How Ford's Legacy Still Serves
The standard tribute to Gerald R. Ford is that he served the nation best simply by stepping into the presidency for the disgraced and banished Richard M. Nixon.
But to those who served with the man from Michigan, his achievements did not begin or end with his being available to help "heal our land" from the wounds of the Nixon presidency, as his successor, Jimmy Carter, said on the day he took over from Ford.
The alumni of the Ford administration -- a notable group -- insist that though he had never particularly aimed for the presidency, the "accidental president" developed a considerable mastery of the job and was on his way to building a legacy when the voters sent him into early retirement.
Instead of great deeds, they say, he left behind a great model of decency and integrity in office -- and a generous gift of friendship that has endured for many of them for the three decades since they served under him. The annual gatherings of Ford administration alumni are unique in the modern presidency and offer evidence of the loyalty he commanded.
Many of those alumni who first exercised real power under Ford remained active in government. For all that he has borrowed from Ronald Reagan, President Bush owes the greatest debt to three stalwarts of economic and national security policy inherited from Ford -- Vice President Cheney and former defense secretary Don Rumsfeld, both former chiefs of staff to Ford, and former Federal Reserve chairman Alan Greenspan, Ford's chairman of the Council of Economic Advisers.

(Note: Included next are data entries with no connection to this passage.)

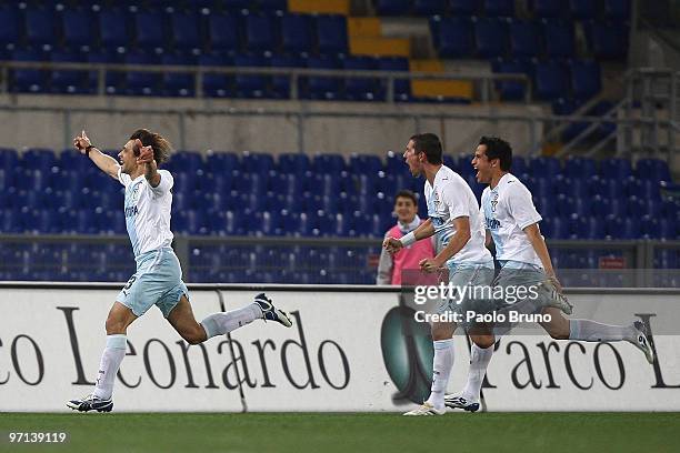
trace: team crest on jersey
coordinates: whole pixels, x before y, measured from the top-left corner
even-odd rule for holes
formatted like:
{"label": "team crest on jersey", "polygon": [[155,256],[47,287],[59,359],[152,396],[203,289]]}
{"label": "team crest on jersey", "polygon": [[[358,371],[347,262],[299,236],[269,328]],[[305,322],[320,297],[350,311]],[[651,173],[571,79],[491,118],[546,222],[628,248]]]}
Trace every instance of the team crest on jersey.
{"label": "team crest on jersey", "polygon": [[496,212],[496,205],[498,204],[498,193],[493,194],[491,200],[491,212]]}

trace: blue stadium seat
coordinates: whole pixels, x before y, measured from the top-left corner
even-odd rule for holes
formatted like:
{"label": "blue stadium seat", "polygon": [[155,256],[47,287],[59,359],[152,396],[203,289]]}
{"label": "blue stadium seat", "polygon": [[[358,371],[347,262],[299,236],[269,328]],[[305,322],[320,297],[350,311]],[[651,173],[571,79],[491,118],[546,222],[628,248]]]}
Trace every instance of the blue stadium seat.
{"label": "blue stadium seat", "polygon": [[[54,63],[82,63],[84,58],[77,52],[56,51],[50,54]],[[87,71],[53,70],[50,79],[50,89],[53,93],[86,93]]]}
{"label": "blue stadium seat", "polygon": [[279,171],[290,174],[304,174],[310,168],[309,157],[300,152],[279,154]]}
{"label": "blue stadium seat", "polygon": [[[342,69],[348,71],[374,71],[377,70],[377,61],[371,57],[347,57],[342,59]],[[354,101],[371,101],[380,98],[378,90],[380,82],[374,78],[346,78],[344,79],[344,97],[348,100]]]}
{"label": "blue stadium seat", "polygon": [[[206,53],[199,57],[200,67],[223,67],[231,63],[229,57],[222,53]],[[221,73],[204,73],[203,94],[210,98],[226,98],[233,93],[232,78]]]}
{"label": "blue stadium seat", "polygon": [[447,0],[413,0],[411,12],[414,16],[436,16],[447,12]]}
{"label": "blue stadium seat", "polygon": [[54,13],[47,8],[26,10],[26,41],[28,46],[49,50],[56,41]]}
{"label": "blue stadium seat", "polygon": [[541,28],[548,58],[569,58],[574,56],[573,23],[543,19]]}
{"label": "blue stadium seat", "polygon": [[[409,72],[409,60],[403,57],[381,57],[378,59],[378,69],[381,71]],[[387,85],[384,87],[387,93]],[[408,101],[411,99],[411,82],[408,79],[394,80],[394,100]]]}
{"label": "blue stadium seat", "polygon": [[[309,69],[340,69],[338,61],[328,57],[310,57],[307,60]],[[302,95],[308,99],[338,99],[340,98],[340,79],[336,77],[306,78]]]}
{"label": "blue stadium seat", "polygon": [[14,49],[23,33],[22,21],[19,19],[19,12],[12,7],[0,8],[0,50]]}
{"label": "blue stadium seat", "polygon": [[477,56],[481,58],[501,57],[506,53],[508,42],[507,22],[496,18],[483,18],[473,21]]}
{"label": "blue stadium seat", "polygon": [[622,26],[586,22],[583,24],[588,46],[600,60],[623,59],[628,52],[628,31]]}
{"label": "blue stadium seat", "polygon": [[132,14],[136,31],[136,46],[147,52],[159,52],[170,43],[163,33],[163,22],[158,20],[158,13],[138,11]]}
{"label": "blue stadium seat", "polygon": [[594,19],[597,2],[592,0],[570,0],[569,9],[574,19]]}
{"label": "blue stadium seat", "polygon": [[[233,58],[237,68],[269,68],[270,59],[258,54],[238,54]],[[258,99],[267,95],[269,78],[258,74],[242,74],[233,78],[237,98]]]}
{"label": "blue stadium seat", "polygon": [[[124,57],[126,64],[159,64],[160,59],[154,53],[129,52]],[[160,93],[161,74],[156,72],[128,71],[126,73],[126,93],[129,95],[158,95]]]}
{"label": "blue stadium seat", "polygon": [[640,159],[636,164],[636,175],[641,180],[672,181],[668,163],[660,159]]}
{"label": "blue stadium seat", "polygon": [[234,53],[239,48],[239,21],[229,14],[209,14],[209,48],[213,52]]}
{"label": "blue stadium seat", "polygon": [[439,57],[460,58],[472,54],[472,22],[468,18],[433,17],[430,30]]}
{"label": "blue stadium seat", "polygon": [[603,0],[607,19],[630,20],[630,0]]}
{"label": "blue stadium seat", "polygon": [[[491,70],[501,74],[527,73],[527,64],[519,60],[497,60],[491,64]],[[526,85],[520,81],[503,80],[496,82],[496,89],[504,101],[524,99]]]}
{"label": "blue stadium seat", "polygon": [[484,0],[488,17],[514,17],[514,0]]}
{"label": "blue stadium seat", "polygon": [[274,21],[270,16],[249,13],[243,18],[244,48],[250,52],[272,52],[276,34]]}
{"label": "blue stadium seat", "polygon": [[241,167],[244,172],[267,175],[274,168],[273,157],[262,152],[243,152]]}
{"label": "blue stadium seat", "polygon": [[556,158],[534,158],[529,162],[531,174],[534,178],[550,179],[551,182],[561,173],[560,161]]}
{"label": "blue stadium seat", "polygon": [[600,64],[597,61],[574,60],[570,63],[571,92],[578,99],[589,99],[602,89]]}
{"label": "blue stadium seat", "polygon": [[537,63],[533,85],[538,98],[558,99],[569,91],[569,81],[562,67],[554,62]]}
{"label": "blue stadium seat", "polygon": [[[296,56],[274,54],[271,58],[272,68],[303,68],[306,59]],[[290,98],[291,78],[287,76],[274,76],[271,81],[270,95],[274,99]]]}
{"label": "blue stadium seat", "polygon": [[590,158],[570,155],[564,162],[564,174],[569,178],[593,178],[597,174],[596,161]]}
{"label": "blue stadium seat", "polygon": [[376,10],[379,16],[406,16],[411,10],[409,0],[377,0]]}
{"label": "blue stadium seat", "polygon": [[239,155],[233,152],[209,152],[206,157],[206,169],[212,174],[228,177],[241,169]]}
{"label": "blue stadium seat", "polygon": [[66,9],[61,13],[63,44],[70,51],[88,51],[93,46],[94,17],[86,9]]}
{"label": "blue stadium seat", "polygon": [[538,18],[562,17],[563,0],[531,0],[530,9]]}
{"label": "blue stadium seat", "polygon": [[[163,53],[163,66],[196,66],[197,59],[190,54]],[[190,72],[166,72],[162,76],[163,95],[193,97],[196,94],[196,78]]]}
{"label": "blue stadium seat", "polygon": [[478,9],[476,0],[449,0],[449,11],[453,16],[477,16]]}
{"label": "blue stadium seat", "polygon": [[600,175],[604,179],[623,181],[632,174],[630,160],[628,159],[607,159],[600,164]]}
{"label": "blue stadium seat", "polygon": [[510,54],[514,58],[534,58],[540,53],[536,23],[510,21]]}
{"label": "blue stadium seat", "polygon": [[347,53],[347,18],[344,16],[320,14],[317,17],[317,49],[321,54]]}
{"label": "blue stadium seat", "polygon": [[281,48],[284,52],[311,53],[313,20],[309,14],[286,14],[281,18]]}
{"label": "blue stadium seat", "polygon": [[101,46],[104,50],[127,49],[130,42],[128,18],[124,12],[116,9],[103,9],[99,13],[99,30]]}
{"label": "blue stadium seat", "polygon": [[259,0],[258,4],[262,11],[286,11],[288,9],[287,0]]}
{"label": "blue stadium seat", "polygon": [[[123,62],[121,53],[114,52],[89,52],[87,56],[88,63],[117,63]],[[94,68],[93,68],[94,69]],[[123,89],[126,80],[124,72],[108,71],[104,78],[104,93],[117,94]],[[90,71],[88,74],[88,91],[90,93],[97,93],[99,83],[99,72],[97,70]]]}
{"label": "blue stadium seat", "polygon": [[[14,61],[46,61],[42,51],[16,50],[12,52]],[[49,71],[39,69],[14,69],[11,71],[10,90],[13,92],[42,93],[47,91]]]}
{"label": "blue stadium seat", "polygon": [[347,170],[347,168],[341,154],[323,153],[313,158],[312,171],[314,173],[340,174],[343,170]]}
{"label": "blue stadium seat", "polygon": [[170,30],[174,49],[198,51],[201,48],[199,17],[196,12],[182,11],[170,14]]}

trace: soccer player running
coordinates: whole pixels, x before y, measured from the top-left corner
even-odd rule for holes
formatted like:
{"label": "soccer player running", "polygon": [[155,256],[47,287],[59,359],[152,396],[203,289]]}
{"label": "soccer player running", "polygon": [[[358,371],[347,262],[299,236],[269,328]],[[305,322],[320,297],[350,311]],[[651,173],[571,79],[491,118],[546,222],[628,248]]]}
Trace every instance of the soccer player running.
{"label": "soccer player running", "polygon": [[[403,158],[411,174],[424,175],[427,180],[424,195],[429,219],[400,239],[386,238],[383,246],[394,253],[437,233],[442,249],[437,256],[421,260],[420,269],[424,272],[438,272],[448,266],[449,282],[454,288],[489,285],[493,280],[493,260],[484,246],[484,226],[479,204],[466,181],[442,164],[443,152],[439,138],[432,133],[411,137]],[[471,302],[447,300],[441,303],[438,313],[460,312],[469,309]],[[446,413],[444,392],[453,365],[452,335],[456,328],[454,322],[431,324],[434,345],[431,393],[420,407],[404,415]],[[493,345],[493,335],[483,326],[474,326],[470,336],[480,348]]]}
{"label": "soccer player running", "polygon": [[202,343],[257,319],[276,321],[287,328],[292,325],[290,316],[274,308],[263,293],[242,309],[214,313],[200,323],[196,322],[179,260],[170,246],[173,238],[170,231],[173,181],[169,171],[158,170],[158,165],[170,155],[171,147],[166,139],[139,129],[118,153],[118,162],[92,145],[84,131],[73,139],[73,145],[101,171],[124,185],[126,224],[137,272],[109,311],[107,345],[92,393],[70,400],[67,406],[81,412],[109,412],[113,409],[113,382],[126,355],[127,329],[152,305],[160,309],[189,344]]}
{"label": "soccer player running", "polygon": [[[609,325],[591,320],[570,320],[562,315],[561,312],[571,314],[571,305],[561,294],[560,282],[538,225],[542,218],[533,205],[531,193],[510,173],[510,143],[494,137],[482,137],[472,165],[477,170],[477,181],[489,184],[482,193],[481,210],[488,241],[493,241],[496,259],[501,264],[494,285],[540,286],[542,291],[538,292],[536,304],[528,306],[542,314],[550,314],[550,321],[542,322],[541,326],[556,340],[628,341],[652,363],[653,353],[642,322]],[[521,305],[521,302],[518,304]],[[507,310],[513,310],[512,305],[506,305],[501,312]],[[479,409],[480,390],[492,354],[493,348],[480,350],[472,345],[468,382],[460,394],[446,396],[449,407],[471,412]]]}

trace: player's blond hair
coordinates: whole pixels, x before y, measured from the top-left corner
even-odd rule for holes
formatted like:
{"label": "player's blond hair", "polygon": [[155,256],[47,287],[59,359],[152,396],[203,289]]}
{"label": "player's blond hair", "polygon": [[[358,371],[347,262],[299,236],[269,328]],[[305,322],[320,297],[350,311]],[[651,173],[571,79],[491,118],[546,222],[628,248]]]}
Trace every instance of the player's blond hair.
{"label": "player's blond hair", "polygon": [[170,144],[160,133],[151,132],[148,129],[138,129],[130,135],[130,140],[137,139],[142,142],[142,145],[153,149],[153,160],[156,160],[157,164],[160,165],[170,159],[172,144]]}

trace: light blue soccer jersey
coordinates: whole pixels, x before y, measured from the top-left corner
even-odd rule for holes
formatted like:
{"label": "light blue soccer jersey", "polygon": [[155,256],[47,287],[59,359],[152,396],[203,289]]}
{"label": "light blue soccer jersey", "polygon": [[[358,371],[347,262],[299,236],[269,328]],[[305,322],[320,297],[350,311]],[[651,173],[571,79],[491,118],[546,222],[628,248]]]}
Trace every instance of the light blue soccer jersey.
{"label": "light blue soccer jersey", "polygon": [[496,259],[541,266],[524,228],[538,223],[541,215],[531,192],[514,175],[506,173],[494,189],[482,192],[481,212],[496,245]]}
{"label": "light blue soccer jersey", "polygon": [[428,215],[439,235],[441,248],[449,244],[456,233],[453,220],[467,217],[470,221],[470,240],[451,259],[452,263],[488,263],[491,253],[484,246],[484,224],[472,189],[458,173],[442,165],[434,175],[433,184],[424,183]]}
{"label": "light blue soccer jersey", "polygon": [[159,170],[158,173],[161,181],[152,188],[143,174],[132,180],[121,172],[121,168],[118,169],[118,180],[126,188],[126,226],[136,258],[172,243],[172,174],[167,170]]}

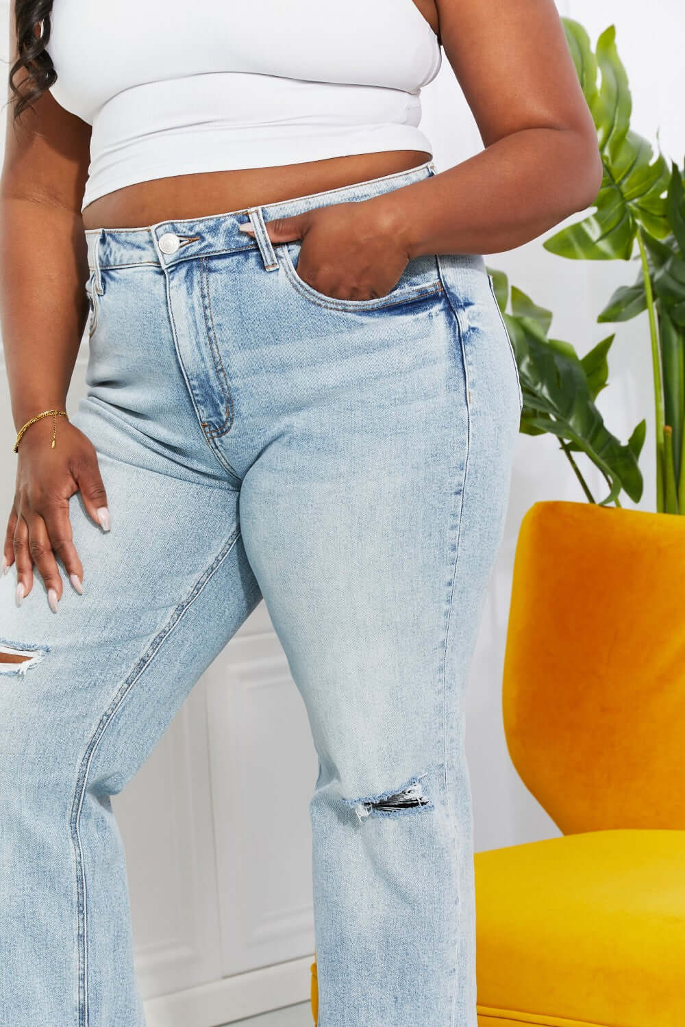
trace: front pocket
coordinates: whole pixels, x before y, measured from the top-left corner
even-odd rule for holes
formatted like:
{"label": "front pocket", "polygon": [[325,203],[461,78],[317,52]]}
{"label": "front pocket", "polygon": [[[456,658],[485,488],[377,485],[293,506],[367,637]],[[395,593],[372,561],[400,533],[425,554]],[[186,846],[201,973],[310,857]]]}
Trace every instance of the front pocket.
{"label": "front pocket", "polygon": [[364,313],[367,310],[404,306],[424,297],[439,296],[443,292],[435,258],[415,257],[409,261],[398,281],[386,296],[377,296],[371,300],[340,300],[335,296],[327,296],[313,289],[298,274],[297,266],[293,262],[293,253],[299,254],[300,246],[299,241],[281,242],[274,246],[274,251],[293,289],[310,303],[326,307],[328,310]]}
{"label": "front pocket", "polygon": [[85,295],[88,297],[88,338],[92,338],[92,335],[98,327],[98,301],[96,299],[94,290],[94,268],[90,272],[88,280],[86,281],[84,289]]}
{"label": "front pocket", "polygon": [[487,274],[488,274],[488,282],[490,284],[490,292],[492,293],[493,303],[495,304],[495,306],[497,308],[497,313],[499,314],[499,319],[501,321],[502,328],[504,329],[504,335],[506,336],[506,341],[509,344],[509,352],[511,353],[511,362],[513,364],[513,371],[515,371],[516,376],[517,376],[517,387],[519,389],[519,410],[523,410],[524,409],[524,394],[523,394],[523,389],[521,387],[521,375],[519,374],[519,365],[517,363],[517,354],[516,354],[516,351],[513,349],[513,344],[511,342],[511,336],[509,335],[509,330],[506,327],[506,321],[504,320],[504,317],[502,315],[502,311],[500,310],[500,307],[499,307],[499,303],[497,302],[497,296],[495,294],[495,286],[494,286],[493,280],[492,280],[492,275],[490,274],[490,272],[487,272]]}

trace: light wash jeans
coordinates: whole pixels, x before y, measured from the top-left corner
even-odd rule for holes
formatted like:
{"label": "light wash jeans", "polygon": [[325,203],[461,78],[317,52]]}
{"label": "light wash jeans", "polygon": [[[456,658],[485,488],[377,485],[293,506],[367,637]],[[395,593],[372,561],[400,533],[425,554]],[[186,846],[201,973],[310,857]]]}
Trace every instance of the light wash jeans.
{"label": "light wash jeans", "polygon": [[519,429],[510,342],[482,256],[337,300],[264,228],[434,174],[86,232],[72,421],[112,528],[72,497],[84,593],[66,580],[56,613],[37,572],[21,606],[0,578],[0,646],[33,654],[0,664],[3,1024],[143,1027],[110,796],[263,597],[319,760],[319,1025],[475,1027],[461,700]]}

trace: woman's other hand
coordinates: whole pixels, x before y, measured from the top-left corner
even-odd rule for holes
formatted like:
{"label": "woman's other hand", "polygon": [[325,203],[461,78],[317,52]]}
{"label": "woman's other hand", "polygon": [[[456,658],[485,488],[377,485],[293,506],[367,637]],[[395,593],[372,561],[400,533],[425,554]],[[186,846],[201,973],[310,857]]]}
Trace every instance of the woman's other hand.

In all his years, Greenspan observed, he has never been part of a more talented administration. Henry Kissinger was secretary of state, and Brent Scowcroft headed the National Security Council staff. Kissinger's personal staff included Lawrence Eagleburger, later secretary of state himself, and L. Paul Bremer. William Colby headed the CIA, and Daniel Patrick Moynihan was U.N. ambassador.
When Rumsfeld served as Ford's defense secretary, his deputy was William P. Clements Jr., later governor of Texas. The economic policy team included James Lynn and Paul O'Neill at the Office of Management and Budget, William Simon at Treasury, L. William Seidman and Greenspan at the White House, John Dunlop at the Labor Department, Carla Hills at Housing and Urban Development, Rogers C.B. Morton at Commerce, Clayton Yeutter at the Office of the Special Trade Representative, and Russell Train at the Environmental Protection Agency.
The Justice Department was headed by Edward H. Levi, a former University of Chicago president and perhaps the most nonpolitical attorney general in modern times. Serving under him, in various high staff positions, were such people as Rudolph Giuliani, Robert Bork and Antonin Scalia. And Nelson Rockefeller was vice president.
It took a while for Ford to replace some of the key players he had inherited from Nixon, but when he was finished, he had a remarkably cohesive, competent group. The overall tone of the Ford Cabinet and White House reflected the moderate conservatism of Ford's own Grand Rapids, Mich., background -- with more than a tinge of the progressivism embodied in the term "Rockefeller Republicanism."
In terms of the subsequent development of the Republican Party -- and the character of later Republican administrations -- it is difficult to say that Ford left a lasting imprint. He was challenged for the 1976 nomination by Reagan, whose ambitions nearly thwarted the incumbent at the Kansas City convention. When Ford lost to Carter, Reagan was perfectly positioned to inherit the party leadership and, ultimately, the presidency.
So Ford's legacy lies more in his personal character than in his political inheritance. That character was epitomized by the strength of his friendships, which were far deeper than any partisan or ideological lines. Only days before Nixon resigned under threat of impeachment, Ford traveled to the home state of his political rival but friend, Democratic Rep. Thomas P. "Tip" O'Neill of Massachusetts, to play with him in a golf tournament.
In the final days of the Nixon presidency, Ford made a memorable visit to The Post. As vice president, he had defended Nixon against the Watergate charges, but he recognized in our meeting that he had a responsibility larger than any further claims of personal loyalty from Nixon. "I want you to know I am someone who enjoys having adversaries who are not enemies," he told reporters and editors.
It was a signal, understood by everyone in the room, that a new -- and welcome -- era was about to begin. It turned out to be a shorter period in office than Ford expected, but the standard of civility and good will he set for himself is an example that endures.